Anche in Umbria l’asma sta cambiando volto. Cambia volto ma anche obiettivi: colpisce sempre più – e questa è una sorpresa – le persone fra i 30 e i 40 anni. Si nasconde dietro un raffreddore allergico apparentemente banale e, all’improvviso, è ”fame d’aria”.
Sarà l’età ma i pazienti hanno poca pazienza, culto della fretta e  della tecnologia. E’ una generazione di asmatici che si cura solo "al bisogno". E così facendo, si mette in guai che possono essere anche molto seri.
È questo il ritratto della “generazione X” che emerge da un’indagine condotta per la MSD dalla Doxapharma su un campione significativo di pazienti asmatici di età media di 32 anni e mezzo su tutto il territorio nazionale.
La ‘generazione x’ di asmatici in Umbria: mediamente ha intorno ai trent’anni, soffre di asma lieve e moderata e, quasi in un terzo dei casi, i problemi di asma si affacciano frequentemente, addirittura a volte molto frequentemente.
L’83% di loro soffre di asma da più di 5 anni e tra i sintomi con i quali devono fare i conti ci sono soprattutto sibili (50%), oppressione al torace (29%), raffreddori di lunga durata (17%), tosse (46%) e tosse notturna (58%).

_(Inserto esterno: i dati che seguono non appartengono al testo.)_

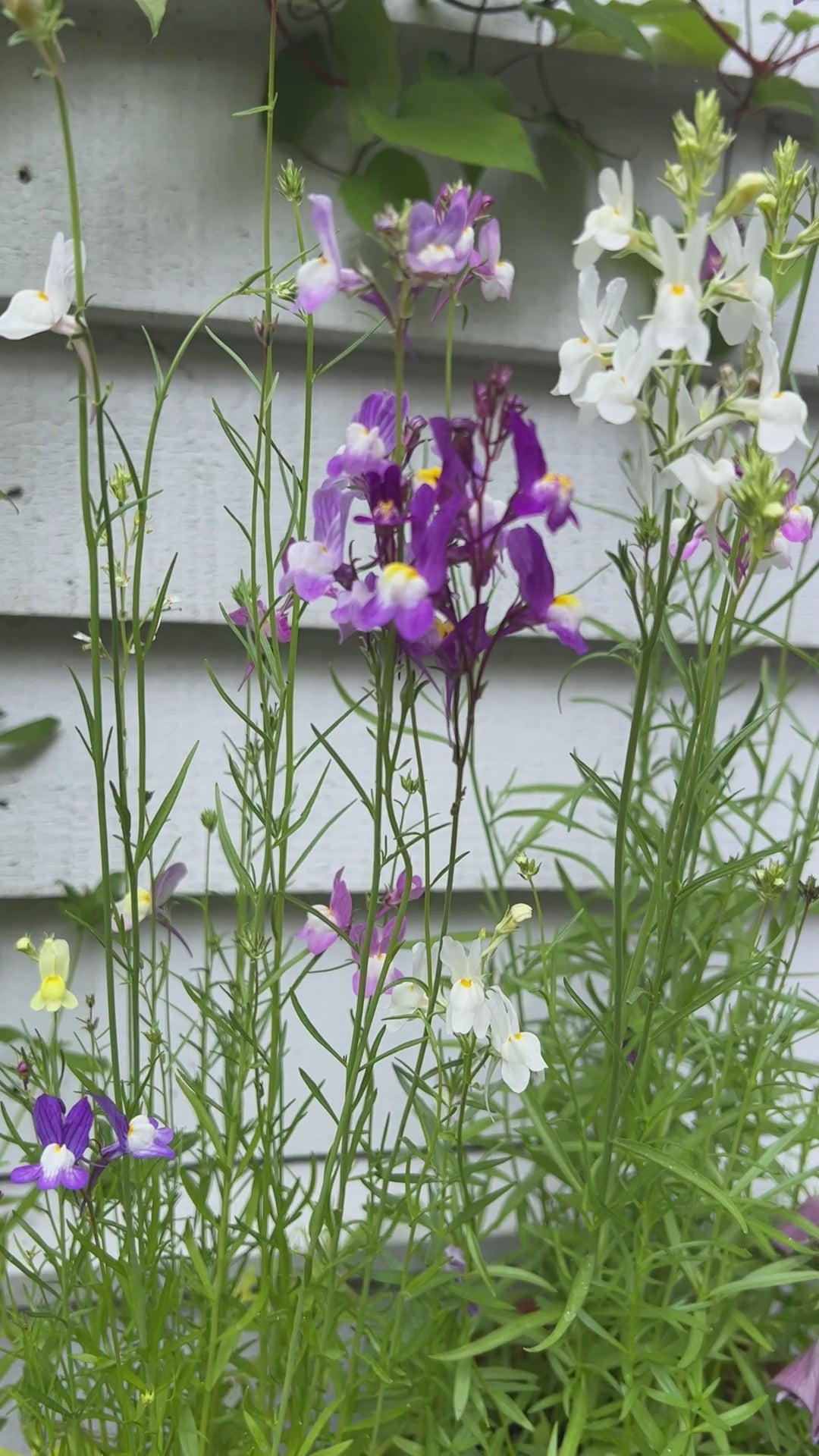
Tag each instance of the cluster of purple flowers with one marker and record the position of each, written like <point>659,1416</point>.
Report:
<point>64,1139</point>
<point>428,245</point>
<point>439,539</point>
<point>328,924</point>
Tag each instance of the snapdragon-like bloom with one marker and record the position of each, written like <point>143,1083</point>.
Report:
<point>615,392</point>
<point>309,566</point>
<point>466,1006</point>
<point>53,963</point>
<point>369,438</point>
<point>591,351</point>
<point>800,1381</point>
<point>519,1052</point>
<point>64,1141</point>
<point>39,310</point>
<point>707,482</point>
<point>537,585</point>
<point>322,277</point>
<point>679,293</point>
<point>751,293</point>
<point>139,1136</point>
<point>152,902</point>
<point>780,416</point>
<point>608,228</point>
<point>379,946</point>
<point>493,271</point>
<point>316,932</point>
<point>538,492</point>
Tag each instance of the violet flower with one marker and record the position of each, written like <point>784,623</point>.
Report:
<point>538,603</point>
<point>64,1141</point>
<point>309,566</point>
<point>379,944</point>
<point>316,932</point>
<point>242,618</point>
<point>139,1136</point>
<point>809,1212</point>
<point>800,1381</point>
<point>369,437</point>
<point>322,277</point>
<point>538,492</point>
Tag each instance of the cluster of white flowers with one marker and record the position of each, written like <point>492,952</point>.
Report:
<point>623,373</point>
<point>474,1006</point>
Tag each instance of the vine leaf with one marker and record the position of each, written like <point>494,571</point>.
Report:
<point>390,178</point>
<point>368,55</point>
<point>155,11</point>
<point>452,120</point>
<point>300,96</point>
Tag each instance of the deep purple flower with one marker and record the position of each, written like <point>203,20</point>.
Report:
<point>316,932</point>
<point>800,1381</point>
<point>322,277</point>
<point>439,240</point>
<point>379,944</point>
<point>309,566</point>
<point>538,492</point>
<point>535,582</point>
<point>64,1141</point>
<point>369,438</point>
<point>139,1136</point>
<point>242,618</point>
<point>809,1212</point>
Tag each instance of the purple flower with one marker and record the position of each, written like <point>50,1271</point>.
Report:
<point>809,1213</point>
<point>322,277</point>
<point>64,1141</point>
<point>494,273</point>
<point>441,239</point>
<point>369,438</point>
<point>535,584</point>
<point>316,932</point>
<point>309,566</point>
<point>242,618</point>
<point>800,1381</point>
<point>139,1136</point>
<point>538,492</point>
<point>379,946</point>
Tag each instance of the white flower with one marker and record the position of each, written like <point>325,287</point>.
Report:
<point>614,392</point>
<point>679,291</point>
<point>466,1006</point>
<point>608,228</point>
<point>780,416</point>
<point>752,296</point>
<point>519,1052</point>
<point>583,356</point>
<point>36,312</point>
<point>706,481</point>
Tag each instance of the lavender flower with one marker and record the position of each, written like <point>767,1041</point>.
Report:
<point>64,1141</point>
<point>800,1381</point>
<point>322,277</point>
<point>316,932</point>
<point>139,1136</point>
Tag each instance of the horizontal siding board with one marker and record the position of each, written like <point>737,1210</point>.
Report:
<point>199,478</point>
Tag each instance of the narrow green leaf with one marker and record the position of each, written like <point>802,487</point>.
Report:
<point>155,11</point>
<point>390,178</point>
<point>783,93</point>
<point>31,734</point>
<point>300,95</point>
<point>164,811</point>
<point>452,120</point>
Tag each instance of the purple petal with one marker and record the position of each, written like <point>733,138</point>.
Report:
<point>115,1117</point>
<point>77,1128</point>
<point>47,1114</point>
<point>167,883</point>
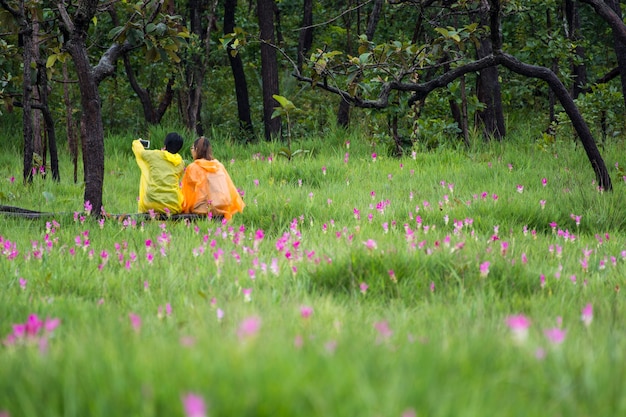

L’asma limita le normali attività quotidiane nel 58% dei casi e nel 58% disturba, più o meno spesso, il sonno.
Attribuiscono l’asma soprattutto a fenomeni allergici (polveri, pollini, alimenti,ecc.) ma è interessante quell’8% che lega la propria asma a fattori nervosi.
 Vorrebbero una terapia che garantisca al tempo stesso efficacia, minori effetti collaterali e anche maggiore comodità d’uso dell’inalatore in una sorta di circolo dove il rapporto con la patologia, comunque discreto, peggiora quando il paziente non è controllato e/o ha difficoltà ad utilizzare l’inalatore.
Basti pensare che dall’indagine emerge che molti pazienti umbri intervistati non sono sicuri di assumere correttamente il farmaco.
Fortunatamente è arrivato in Italia un farmaco, il mometasone furoato in un nuovo erogatore il quale, grazie al sapore che permette al paziente di avere la certezza di aver assunto la dose, al contatore che rende possibile tenere sotto controllo la quantità di farmaco ancora a  disposizione, e non richiedendo né il distanziatore né altri strumenti diversi da quelli già forniti nella confezione, consente di rispondere alla richiesta di comodità e semplicità d’uso.